Nicole Hufsmith is another NSWC athlete who's spent her busy teenage years either on the ice or in the pool. A ray of sunshine every time she bounces through the cafeteria at the club, cracking jokes and smiling, Nicole Hufsmith is an easy role model to follow for both young swimmers and young hockey players.
Nicole's in a transitory phase these days, moving into coaching after a rewarding playing and competing experience as a youth athlete.
KC: Part of wrapping up a busy summer swimming season is the memories that stick with people - coaches, swimmers, parents. Describe your favorite memory from this past summer.
NH: This past season has been one to remember. Provincials were held in Kamloops and our div 1 girls made it in their free relay. They ended up swimming the race three times because of some technical reasons, but they did awesome. During their third and final race, every single coach was up on their feet, even the coaches on different teams. The atmosphere in the pool was crazy and everyone was excited and pulling for the team to win. We were all cheering and waving our arms in hopes it would make the girls swim faster. At the end of the race, they didn’t end up winning a medal. As much as we wanted them to make the podium, the rush and excitement of how they made us feel during the race is what I think swimming is all about.
KC: It sounds like you're a strong source of inspiration for the swimmers you coach. Are there any swimmers you look up to for inspiration? What is it about their training or competition habits that you find inspiring?
NH: For the last two seasons, someone who has inspired me is my cousin Laine. Throughout her swimming career, Laine has always raced against very talented swimmers, so it's been tough for her. However, she never put herself down when comparing herself. She's stayed positive and continued swimming to the best of her abilities no matter who was swimming beside her. This past year, Laine had the best season of her life. She trained smart, worked hard, and even within the last 10 meters of the Provincial Final in 100 fly, she never gave up. I’m proud to say she won that race by 1 100th of a second (0.01 seconds). It goes to show that every second counts. Laine is one of the hardest workers I've ever known, but she also has the least complaints about the workload. She knows that excuses won’t get her further and “taking this one easy” won’t gain her that 0.01th of a second.
KC: Do you take some of your cousin's habits into the offseason with you? What kind of training do you do during the winter?
NH: Haha, well I'm probably a bit busier doing other things. I like being around people, so I'll keep busy working, babysitting and playing hockey. I'm coaching and playing on a team of my own this year. I'm also helping coach some young swimmers during winter maintenance, which is really fun.
KC: I'm noticing a common theme with athletes who spend a lot of time with one sport. What do you like more, coaching or competing?
NH: Looking back on question number one, I’d have to say coaching. I love watching my swimmers work hard, develop, and support one another. Coaching has expanded my swimming knowledge, taught me to communicate with different people, and helped me become more confident in myself. If I can translate that confidence to my swimmers and my hockey players, then that's a huge reward.

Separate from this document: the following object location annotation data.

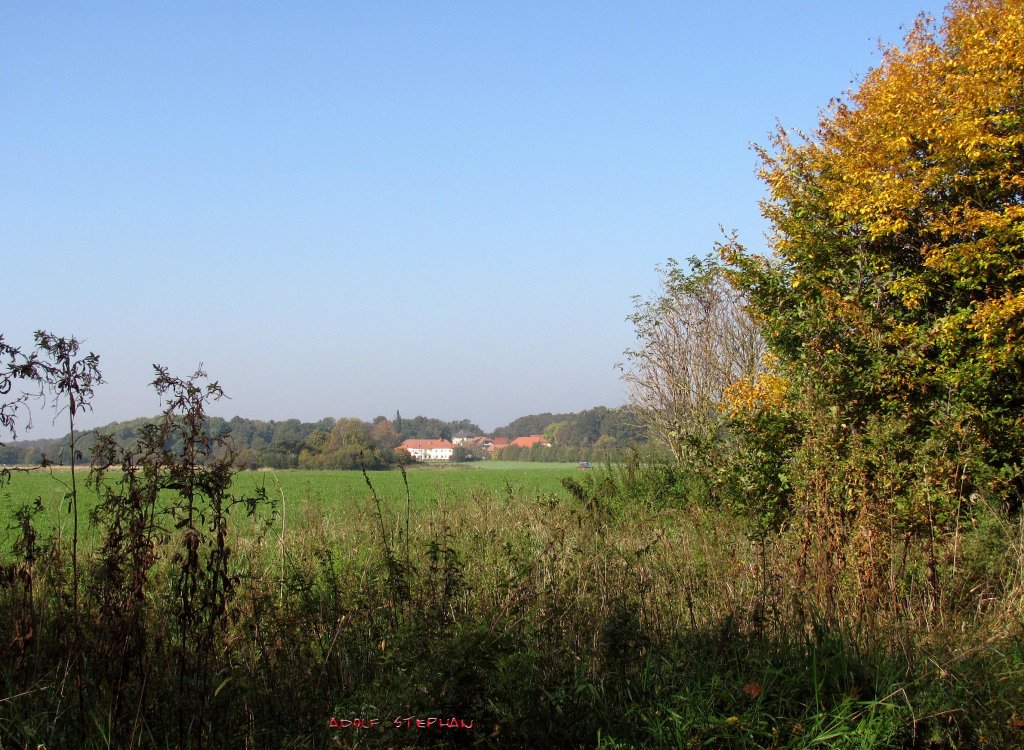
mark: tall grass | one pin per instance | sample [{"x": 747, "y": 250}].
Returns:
[{"x": 616, "y": 614}]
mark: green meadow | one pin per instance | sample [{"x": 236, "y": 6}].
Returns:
[{"x": 301, "y": 496}]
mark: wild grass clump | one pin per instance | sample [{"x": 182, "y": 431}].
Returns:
[{"x": 597, "y": 618}]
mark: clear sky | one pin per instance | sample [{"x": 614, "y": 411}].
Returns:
[{"x": 352, "y": 208}]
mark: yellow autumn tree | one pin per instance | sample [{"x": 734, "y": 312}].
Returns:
[{"x": 894, "y": 300}]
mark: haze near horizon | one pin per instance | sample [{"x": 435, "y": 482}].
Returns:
[{"x": 352, "y": 209}]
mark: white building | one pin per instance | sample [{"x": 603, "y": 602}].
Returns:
[{"x": 428, "y": 450}]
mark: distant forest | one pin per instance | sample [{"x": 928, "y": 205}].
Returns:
[{"x": 599, "y": 433}]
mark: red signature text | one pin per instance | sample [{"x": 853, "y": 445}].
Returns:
[{"x": 401, "y": 722}]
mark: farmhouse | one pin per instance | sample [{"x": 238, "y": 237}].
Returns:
[
  {"x": 530, "y": 441},
  {"x": 428, "y": 450}
]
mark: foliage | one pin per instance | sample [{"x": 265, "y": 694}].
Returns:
[
  {"x": 894, "y": 302},
  {"x": 695, "y": 340}
]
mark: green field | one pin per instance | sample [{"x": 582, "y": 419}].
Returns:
[{"x": 304, "y": 497}]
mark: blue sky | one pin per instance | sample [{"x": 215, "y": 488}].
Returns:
[{"x": 348, "y": 209}]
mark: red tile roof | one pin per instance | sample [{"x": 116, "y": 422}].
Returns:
[{"x": 529, "y": 441}]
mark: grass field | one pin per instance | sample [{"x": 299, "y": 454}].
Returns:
[{"x": 304, "y": 497}]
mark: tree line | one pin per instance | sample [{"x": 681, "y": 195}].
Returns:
[
  {"x": 863, "y": 382},
  {"x": 350, "y": 443}
]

KC: Give us 3 things that make swimming similar to hockey.
1. Even though you work on individual skills, you train with your teammates because you are a part of a team.
2. It’s not all about what you do on the ice or in the water. Dryland training, proper nutrition, proper rest and really anything you can do to keep yourself healthy and focussed, these things are all crucial. It's the same for all sports.
3. Swimming and Hockey both involve water…one’s just frozen.
Like Tianna Tanaka, Nicole represents the next generation of coaches (and members) at the North Shore Winter Club. These young athletes hold the values of hard work, determination and perseverance near and dear to their hearts because they've lived it. The exciting highs, the devastating lows - Nicole and her peers will have a hand in shaping the next generation after them.
And it looks like we're in good hands.